Der 27-Jährige war mit dem 23-Jährigen Afghanen, der ebenfalls als subsidiär Schutzbedürftiger in Vorarlberg lebt, von Bregenz ins Montafon gefahren, um dort in einer Privatwohnung Bekannte zu treffen. Vor der Unterkunft kam es dann zwischen ihm, seinem Kollegen und dem Pakistani zu einem Streit, der schließlich eskalierte. Die beiden Männer verletzten den 27-Jährigen mit insgesamt sieben Messerstichen, zwei davon waren lebensbedrohlich. Worum es bei der Auseinandersetzung ging, war der Polizei am Dienstagnachmittag nicht bekannt.

Täter ergriffen Flucht

Nachbarn, die auf den Streit aufmerksam geworden waren, verständigten die Polizei, die wenige Minuten später an Ort und Stelle eintraf.
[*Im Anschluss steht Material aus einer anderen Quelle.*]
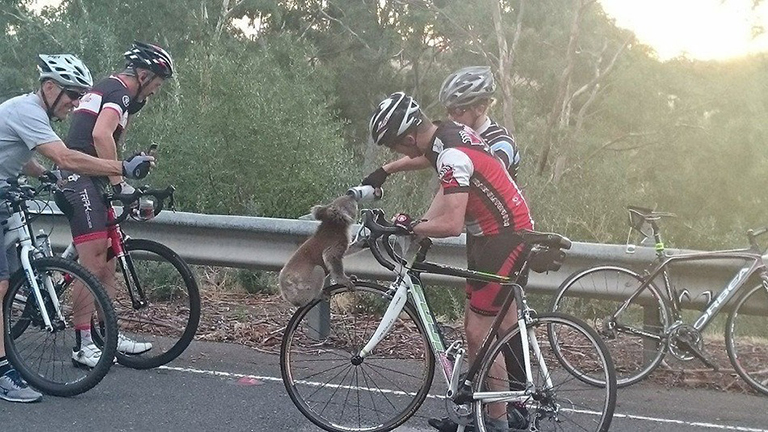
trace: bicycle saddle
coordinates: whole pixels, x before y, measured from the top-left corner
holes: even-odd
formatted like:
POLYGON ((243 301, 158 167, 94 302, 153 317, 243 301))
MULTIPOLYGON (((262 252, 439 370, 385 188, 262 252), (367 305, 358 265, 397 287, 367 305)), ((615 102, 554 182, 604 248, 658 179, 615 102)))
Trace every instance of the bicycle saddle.
POLYGON ((627 210, 630 213, 630 217, 639 216, 647 221, 657 221, 664 217, 677 217, 674 213, 657 212, 646 207, 627 206, 627 210))
POLYGON ((568 238, 555 233, 545 233, 531 230, 522 230, 518 234, 523 241, 530 244, 549 246, 557 249, 570 249, 571 241, 568 238))

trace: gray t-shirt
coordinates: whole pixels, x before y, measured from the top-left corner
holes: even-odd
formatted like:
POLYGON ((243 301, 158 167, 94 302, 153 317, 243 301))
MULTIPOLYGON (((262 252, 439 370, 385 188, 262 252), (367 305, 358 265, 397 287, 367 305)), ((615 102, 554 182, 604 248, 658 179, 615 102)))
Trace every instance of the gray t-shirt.
POLYGON ((40 103, 40 96, 30 93, 0 104, 0 184, 21 172, 35 147, 61 141, 40 103))

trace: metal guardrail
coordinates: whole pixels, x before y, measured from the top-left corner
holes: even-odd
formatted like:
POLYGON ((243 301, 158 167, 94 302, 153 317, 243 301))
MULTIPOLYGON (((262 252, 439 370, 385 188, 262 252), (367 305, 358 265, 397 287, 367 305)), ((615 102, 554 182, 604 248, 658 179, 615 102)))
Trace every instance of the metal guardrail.
MULTIPOLYGON (((69 225, 55 204, 51 204, 52 208, 43 210, 34 222, 34 228, 49 232, 54 248, 63 249, 71 242, 69 225)), ((318 224, 308 220, 165 211, 152 221, 129 222, 123 228, 135 238, 149 238, 167 245, 191 264, 278 271, 318 224)), ((466 265, 464 240, 464 235, 435 240, 429 260, 459 267, 466 265)), ((648 247, 637 247, 633 254, 627 254, 624 245, 576 242, 559 271, 531 273, 528 290, 553 292, 574 271, 598 264, 641 270, 654 256, 653 249, 648 247)), ((391 274, 367 250, 350 254, 344 264, 348 274, 360 278, 391 279, 391 274)), ((743 262, 733 260, 681 264, 675 267, 675 282, 678 288, 687 288, 695 299, 705 290, 719 292, 742 265, 743 262)), ((425 276, 425 281, 464 285, 463 279, 441 276, 425 276)), ((587 297, 590 294, 584 293, 587 297)), ((695 302, 691 304, 691 307, 698 306, 695 302)))

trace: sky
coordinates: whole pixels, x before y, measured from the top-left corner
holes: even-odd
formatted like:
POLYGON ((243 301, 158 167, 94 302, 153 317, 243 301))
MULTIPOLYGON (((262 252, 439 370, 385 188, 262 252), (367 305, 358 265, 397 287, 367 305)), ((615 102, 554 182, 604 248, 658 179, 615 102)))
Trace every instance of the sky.
POLYGON ((600 0, 618 27, 632 30, 656 50, 659 60, 683 55, 724 60, 768 51, 768 1, 753 10, 753 0, 600 0))

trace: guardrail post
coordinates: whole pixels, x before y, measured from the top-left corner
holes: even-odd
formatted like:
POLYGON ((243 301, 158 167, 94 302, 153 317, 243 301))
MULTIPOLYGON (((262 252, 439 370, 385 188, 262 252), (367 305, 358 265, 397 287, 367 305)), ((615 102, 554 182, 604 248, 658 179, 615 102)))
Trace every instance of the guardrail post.
MULTIPOLYGON (((330 283, 331 277, 326 275, 323 280, 323 289, 328 288, 330 283)), ((308 337, 316 341, 327 338, 331 333, 331 303, 327 299, 320 300, 320 303, 307 313, 307 323, 309 324, 308 337)))
POLYGON ((327 338, 331 333, 331 303, 325 299, 320 300, 320 303, 307 313, 307 323, 307 336, 316 341, 327 338))

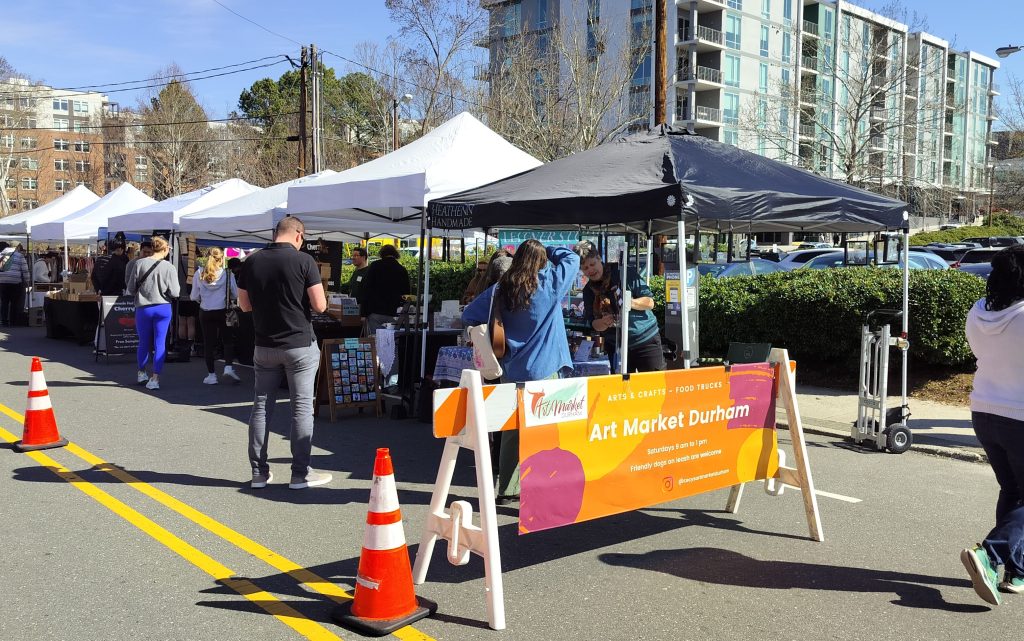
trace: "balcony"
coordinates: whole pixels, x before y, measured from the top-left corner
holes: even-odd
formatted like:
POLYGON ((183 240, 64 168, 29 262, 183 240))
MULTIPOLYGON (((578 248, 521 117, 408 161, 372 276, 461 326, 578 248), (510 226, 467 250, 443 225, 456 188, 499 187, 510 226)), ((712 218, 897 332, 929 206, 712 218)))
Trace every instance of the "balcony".
POLYGON ((800 125, 800 137, 814 139, 814 125, 800 125))
POLYGON ((701 105, 697 105, 697 112, 695 115, 697 117, 697 120, 701 120, 704 122, 722 122, 722 110, 716 109, 715 107, 704 107, 701 105))
POLYGON ((879 151, 885 149, 885 137, 883 136, 871 136, 868 140, 868 147, 871 149, 877 149, 879 151))
POLYGON ((815 56, 803 56, 800 58, 800 72, 818 73, 818 59, 815 56))
POLYGON ((999 144, 999 139, 996 138, 995 134, 989 134, 988 138, 985 139, 985 144, 996 146, 999 144))
POLYGON ((800 102, 805 105, 816 105, 821 94, 817 89, 801 89, 800 90, 800 102))
POLYGON ((473 46, 483 47, 484 49, 491 48, 491 34, 489 31, 481 31, 473 34, 473 46))
MULTIPOLYGON (((676 0, 676 4, 685 9, 690 8, 689 0, 676 0)), ((697 13, 725 9, 725 0, 697 0, 697 13)))
POLYGON ((997 85, 994 82, 992 84, 990 84, 988 86, 988 95, 990 95, 990 96, 998 96, 999 95, 999 85, 997 85))
POLYGON ((886 117, 885 107, 872 107, 870 118, 873 121, 884 121, 886 117))
POLYGON ((491 81, 491 70, 487 65, 475 65, 473 67, 473 80, 479 80, 480 82, 491 81))
POLYGON ((697 25, 697 32, 693 38, 697 41, 697 51, 718 51, 725 49, 725 37, 718 29, 697 25))
POLYGON ((696 83, 698 91, 702 89, 718 89, 722 86, 722 72, 718 69, 702 67, 700 65, 696 69, 695 73, 692 67, 682 67, 679 70, 679 82, 696 83))
POLYGON ((818 37, 818 23, 811 22, 810 20, 804 20, 803 22, 804 35, 818 37))

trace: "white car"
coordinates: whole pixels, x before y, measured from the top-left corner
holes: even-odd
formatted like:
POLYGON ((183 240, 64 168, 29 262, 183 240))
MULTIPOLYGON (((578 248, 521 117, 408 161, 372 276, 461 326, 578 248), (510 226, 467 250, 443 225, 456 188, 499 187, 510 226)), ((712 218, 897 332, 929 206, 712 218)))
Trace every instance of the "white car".
POLYGON ((817 258, 822 254, 831 254, 834 251, 835 249, 832 247, 823 247, 820 249, 797 249, 796 251, 788 252, 783 256, 782 260, 779 261, 779 267, 786 271, 793 271, 798 267, 803 267, 807 261, 811 259, 817 258))

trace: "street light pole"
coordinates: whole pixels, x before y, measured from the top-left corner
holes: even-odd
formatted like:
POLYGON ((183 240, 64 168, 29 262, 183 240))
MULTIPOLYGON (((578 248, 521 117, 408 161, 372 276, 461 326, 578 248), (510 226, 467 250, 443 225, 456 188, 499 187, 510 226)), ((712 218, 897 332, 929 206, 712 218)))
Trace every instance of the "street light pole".
POLYGON ((409 104, 412 102, 412 94, 404 94, 401 98, 391 99, 391 151, 398 150, 398 103, 409 104))
POLYGON ((1005 47, 999 47, 998 49, 996 49, 996 55, 999 56, 1000 58, 1005 58, 1009 55, 1017 53, 1021 49, 1024 49, 1024 46, 1007 45, 1005 47))

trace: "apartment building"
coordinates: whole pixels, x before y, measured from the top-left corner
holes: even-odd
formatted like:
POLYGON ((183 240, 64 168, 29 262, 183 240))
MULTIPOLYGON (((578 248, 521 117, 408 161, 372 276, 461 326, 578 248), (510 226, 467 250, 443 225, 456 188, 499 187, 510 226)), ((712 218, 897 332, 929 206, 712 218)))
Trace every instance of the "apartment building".
MULTIPOLYGON (((550 28, 581 2, 614 25, 612 51, 650 33, 650 0, 483 0, 490 66, 480 77, 500 62, 502 36, 550 28)), ((995 60, 845 0, 668 5, 669 122, 901 198, 914 213, 969 219, 987 206, 995 60)), ((638 62, 638 112, 650 112, 652 75, 650 57, 638 62)))
POLYGON ((76 185, 102 190, 106 97, 20 78, 0 82, 0 215, 34 209, 76 185))
POLYGON ((103 189, 110 193, 124 183, 153 196, 153 177, 145 145, 136 144, 142 118, 119 103, 103 105, 103 189))

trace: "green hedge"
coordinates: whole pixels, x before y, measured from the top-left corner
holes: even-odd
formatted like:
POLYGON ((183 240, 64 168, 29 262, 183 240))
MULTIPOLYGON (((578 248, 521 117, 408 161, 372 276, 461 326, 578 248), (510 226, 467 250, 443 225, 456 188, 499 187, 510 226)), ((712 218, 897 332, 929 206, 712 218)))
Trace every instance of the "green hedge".
POLYGON ((1024 218, 1012 214, 995 214, 992 216, 991 226, 974 227, 969 225, 944 231, 921 232, 910 237, 910 244, 956 243, 965 238, 986 236, 1024 236, 1024 218))
MULTIPOLYGON (((720 358, 730 341, 786 347, 797 359, 855 364, 865 315, 901 307, 900 272, 850 267, 757 277, 703 277, 701 355, 720 358)), ((910 273, 911 356, 936 365, 973 360, 964 323, 984 296, 980 278, 956 270, 910 273)))
MULTIPOLYGON (((412 283, 413 293, 419 292, 419 260, 413 256, 402 256, 398 259, 409 271, 409 280, 412 283)), ((352 277, 352 265, 341 266, 342 291, 348 292, 348 279, 352 277)), ((433 294, 431 307, 434 310, 441 309, 443 300, 459 300, 469 281, 476 275, 476 261, 467 260, 465 263, 449 263, 443 261, 431 261, 430 263, 430 291, 433 294)))

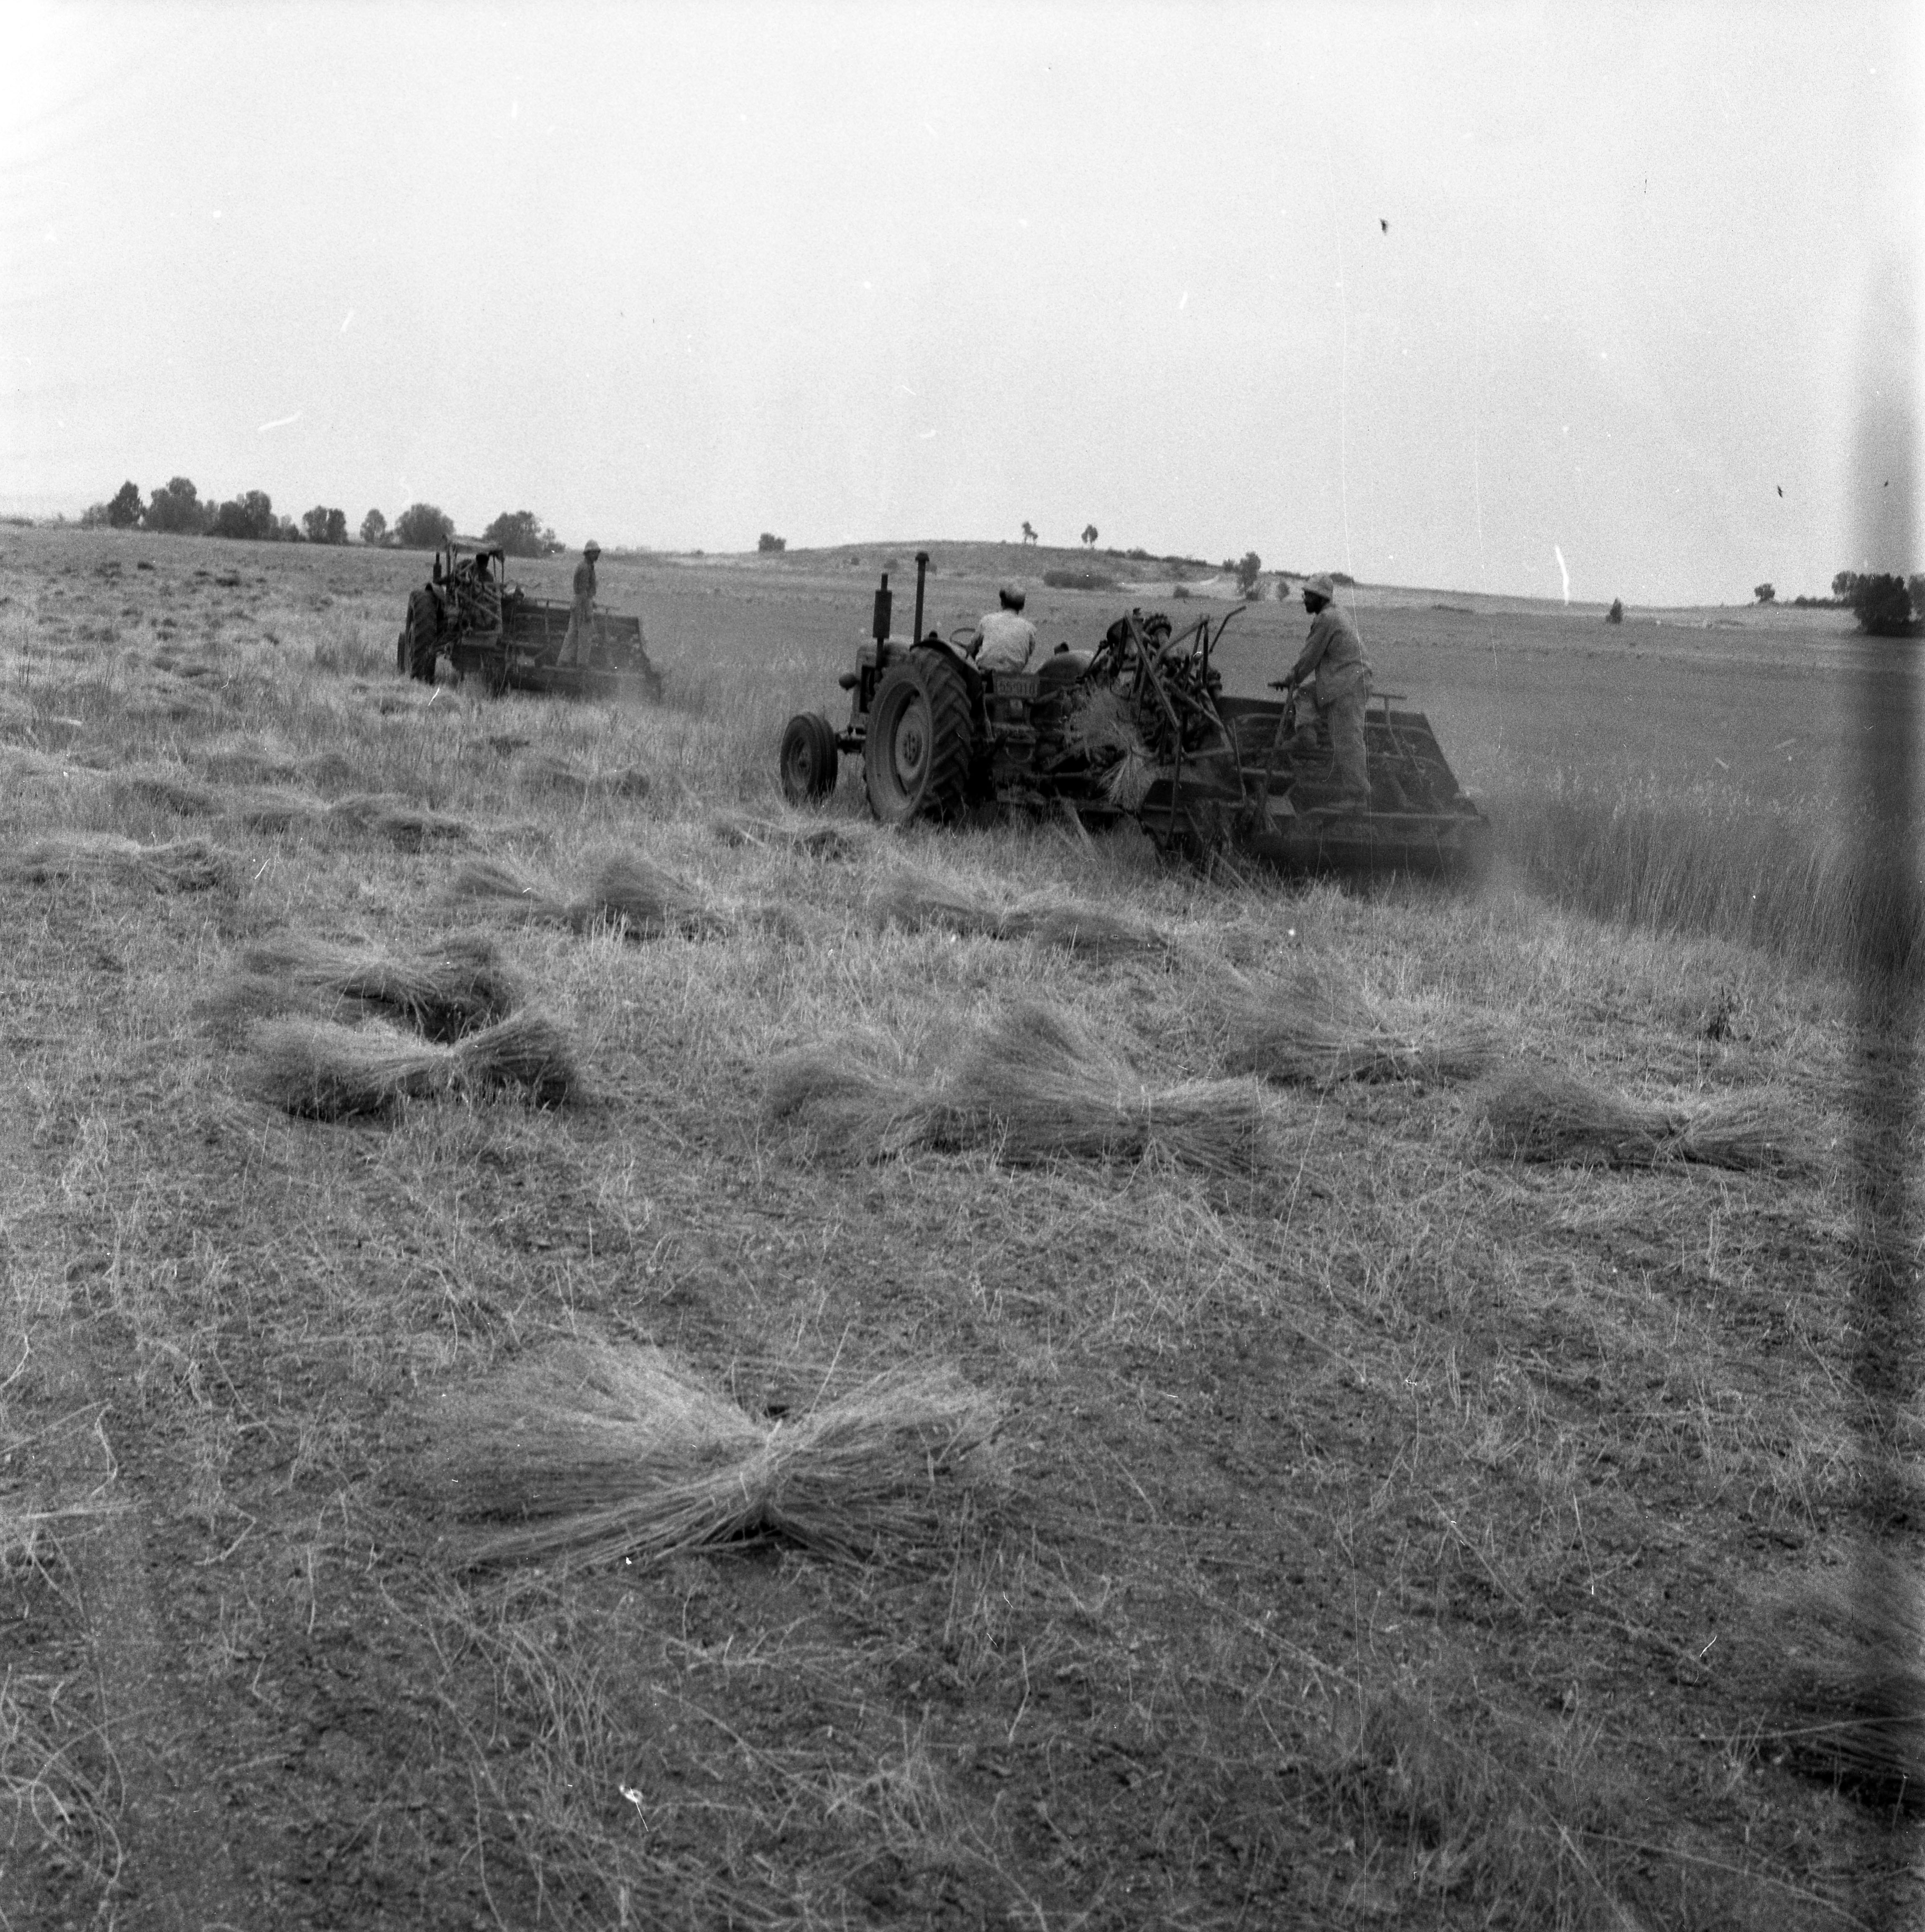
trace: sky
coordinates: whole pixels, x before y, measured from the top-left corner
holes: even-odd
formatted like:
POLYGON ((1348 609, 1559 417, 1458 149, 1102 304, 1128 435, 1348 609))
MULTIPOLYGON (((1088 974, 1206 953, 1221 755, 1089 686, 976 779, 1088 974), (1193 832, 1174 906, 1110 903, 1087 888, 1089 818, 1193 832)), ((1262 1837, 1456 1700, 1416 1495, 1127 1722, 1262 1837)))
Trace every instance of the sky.
POLYGON ((9 512, 1925 567, 1925 7, 0 16, 9 512))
Die beiden Täter - der Pakistani hält sich Polizeiangaben zufolge unrechtmäßig in Österreich auf - waren zu diesem Zeitpunkt allerdings bereits geflüchtet. Der Schwerverletzte wurde in ein Krankenhaus gebracht, wo er notoperiert werden musste. Sein Zustand sei derzeit stabil, hieß es seitens der Polizei. Das Landeskriminalamt Vorarlberg ermittelt gemeinsam mit der Polizeiinspektion Schruns wegen des Verdachts des versuchten Mordes.